Alexey Navalny, a leading anti-corruption activist, 2018 presidential hopeful, and perhaps Vladimir Putin’s loudest critic in Russia, is on a tear. Earlier this month, as it’s done several times in recent years, Navalny’s Anti-Corruption Foundation released a damning investigation into high-level fraud in the government.
The subject of Navalny’s most recent report is Prime Minister Dmitry Medvedev, who sits at the helm of a vast network of illicitly acquired real estate, according to the Anti-Corruption Foundation. On YouTube, a video presentation of the report has nearly 11 million views.
This Sunday, March 26, Navalny is organizing a nationwide protest against corruption at the highest levels of government. At the time of this writing, demonstrations are planned in 100 Russian cities, plus another two abroad, in London and Prague. Judging by RSVPs on social media, this weekend promises to be a display of Navalny’s mobilizing skills, and a test of how widely his message of anti-corruption appeals to Russians.
There’s a problem with this movement, however, and it’s that officials in most Russian cities have refused to grant demonstration permits to the local activists organizing the protests.
People request a permit, specifying a time, location, and crowd size, and the authorities say no, offering no alternatives.
This, Navalny says, is illegal, and he’s doing something about it.
Navalny at a presidential campaign rally in Kazan on March 5, 2017.
Meet “RosEvroSud” (Russian Euro Court), Navalny’s latest project, designed to facilitate appeals to the European Court of Human Rights. In a blog post on Wednesday, he announced that he’s making the service available to anyone detained at this Sunday’s anti-corruption protests, which he insists are lawful assemblies, where local officials refused to offer demonstrators alternatives when rejecting permits.
“If we have to file a hundred appeals, we’ll file a hundred. If we have to filed thousands, then we’ll enlist the Anti-Corruption Foundation’s lawyers and attorneys at human rights organizations, and we’ll write up and file thousands of appeals,” Navalny wrote on Wednesday.
The service is available to anyone who’s detained, taken to court, and fined. Individuals are first required to appeal the fine in a Russian court (a process Navalny says is relatively perfunctory), and RosEvroSud handles the rest.

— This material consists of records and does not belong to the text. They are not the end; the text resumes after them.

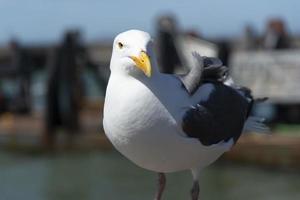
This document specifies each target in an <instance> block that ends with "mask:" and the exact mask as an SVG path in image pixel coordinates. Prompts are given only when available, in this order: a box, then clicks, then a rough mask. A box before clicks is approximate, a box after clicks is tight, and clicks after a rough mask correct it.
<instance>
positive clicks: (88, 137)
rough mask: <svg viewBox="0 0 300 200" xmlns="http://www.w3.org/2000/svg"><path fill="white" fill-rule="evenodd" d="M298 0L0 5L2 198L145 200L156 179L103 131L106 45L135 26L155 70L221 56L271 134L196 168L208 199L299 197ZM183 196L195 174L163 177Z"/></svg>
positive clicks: (108, 45) (299, 27)
mask: <svg viewBox="0 0 300 200" xmlns="http://www.w3.org/2000/svg"><path fill="white" fill-rule="evenodd" d="M299 8H300V2H299V1H297V0H289V1H288V0H285V1H283V0H274V1H257V0H254V1H246V2H242V1H238V0H228V1H216V0H210V1H186V2H184V1H179V0H174V1H159V0H152V1H148V2H146V1H145V2H141V1H133V0H128V1H114V0H110V1H106V0H103V1H96V0H89V1H83V0H75V1H69V0H60V1H57V0H54V1H41V0H27V1H17V0H0V194H1V196H0V199H1V200H2V199H3V200H18V199H31V200H41V199H45V200H54V199H55V200H68V199H72V200H81V199H85V200H94V199H112V200H113V199H121V198H122V199H123V200H127V199H128V200H129V199H130V200H134V199H136V200H138V199H152V197H153V194H154V191H155V185H156V184H155V180H156V175H155V174H154V173H152V172H149V171H146V170H143V169H140V168H138V167H136V166H135V165H133V164H132V163H131V162H130V161H128V160H126V159H125V158H124V157H122V156H121V155H120V154H119V153H117V152H116V151H115V150H114V149H113V148H112V146H111V144H110V143H109V142H108V141H107V139H106V137H105V135H104V132H103V129H102V108H103V101H104V96H105V88H106V83H107V80H108V77H109V73H110V72H109V62H110V56H111V50H112V49H111V48H112V46H111V45H112V41H113V38H114V37H115V36H116V34H118V33H119V32H123V31H125V30H128V29H133V28H135V29H141V30H145V31H148V32H150V33H151V35H152V36H153V37H154V39H155V45H156V53H157V55H158V58H159V63H160V67H161V69H160V70H161V71H162V72H164V73H179V74H180V73H184V72H186V71H187V70H188V69H189V68H188V66H190V62H191V52H192V51H194V50H196V51H198V52H199V53H200V54H201V55H205V56H215V57H219V58H220V59H221V60H222V61H223V63H224V64H225V65H227V66H229V68H230V73H231V75H232V76H233V78H234V80H235V81H236V82H237V83H238V84H243V85H245V86H248V87H249V88H251V89H252V90H253V93H254V95H255V96H256V97H266V96H267V97H269V100H268V101H266V102H263V103H260V104H257V105H255V107H254V110H253V114H255V115H257V116H261V117H264V118H265V119H266V121H267V123H268V125H269V126H270V127H271V133H270V134H268V135H259V134H255V133H253V134H247V135H244V136H243V137H242V138H241V139H240V141H239V142H238V144H237V145H236V146H235V147H234V149H233V150H232V151H231V152H229V153H226V154H225V155H224V156H223V157H222V158H221V159H220V160H219V161H218V162H217V163H215V164H214V165H212V166H211V167H209V168H208V169H206V170H204V171H203V174H202V176H201V197H202V198H203V199H212V200H213V199H228V200H229V199H230V200H232V199H235V200H238V199H243V200H247V199H261V200H267V199H272V200H276V199H278V200H279V199H280V200H281V199H286V200H287V199H288V200H290V199H291V200H294V199H300V173H299V169H300V86H299V83H300V23H299V19H300V12H299ZM167 178H169V179H168V185H167V190H166V194H165V199H173V200H177V199H178V200H179V199H187V197H188V195H189V194H188V192H189V188H190V186H191V184H192V182H191V178H190V174H189V173H184V172H179V173H174V174H170V175H168V176H167Z"/></svg>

In the past, the group says it has filed 55 appeals with the EHCR, winning 12 cases, with another 29 still in progress. Navalny has personally won several of these appeals, receiving thousands of euros from the Russian government in compensation for moral damages and legal expenses.
Citing a successful appeal by RosEvroSud on activist Igor Tarasov’s behalf, Navalny implies that coming out this Sunday to demonstrate against corruption could net as much as 10,000 euros for each person wrongly detained and fined.
“If you’re detained, then you’re also going to make some money,” he promised bluntly in a message to supporters.
“There’s no need to be scared,” he added. “Cowards get scared.”